As most anyone who has previously been charged with DUI must surely understand, the order of events preceding a DWI arrest is important when considering the approach to one’s defense. In addition to this, the basis for the initial traffic stop that led to the drunken driving charges is also critical to both the defense’s arguments, as well as that of the prosecution.
In the end, regardless of whether the ultimate offense is listed as driving under the influence of alcohol, impaired by prescription drugs, or possession of a CDS (controlled dangerous substance), the initial traffic stop must have been carried out properly and with a legitimate suspicion that a violation of traffic law had occurred.

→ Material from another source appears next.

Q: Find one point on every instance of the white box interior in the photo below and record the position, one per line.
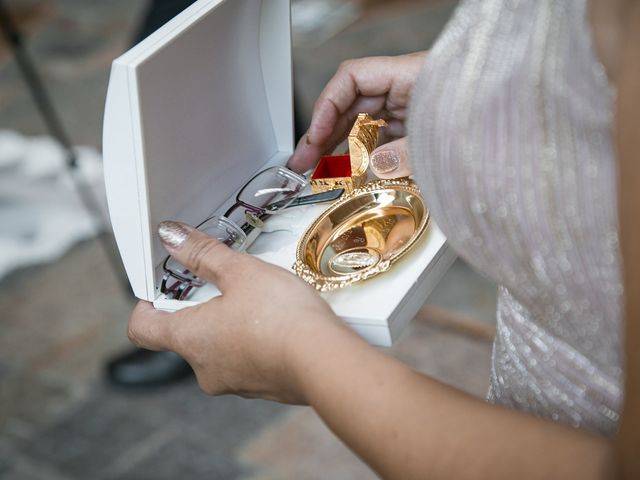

As New Jersey DWI and drug DUI defense attorneys, our firm is dedicated to assisting individuals who have been accused of driving while intoxicated, as well as other civil and criminal offenses. Our legal staff understands the extreme importance of determining whether a DWI summons was issued based on a valid traffic stop or not.
Because the stopping of a motor vehicle by a patrolman essentially represents a “seizure” as interpreted within the Fourth and Fourteenth Amendments of the United States Constitution, there are ways in which an improperly conducted traffic stop can ruin the state’s DWI case against a motorist.
Although in the past there has often been some doubt surrounding what was or wasn’t a valid or legitimate traffic stop, the landmark Supreme Court case of Delaware v. Prouse narrowed the definition for the courts. As part of the ruling, the Court held that a law enforcement officer must have, at the very least, an articulable and reasonable suspicion that a traffic offense has taken place prior to making a roadside police stop.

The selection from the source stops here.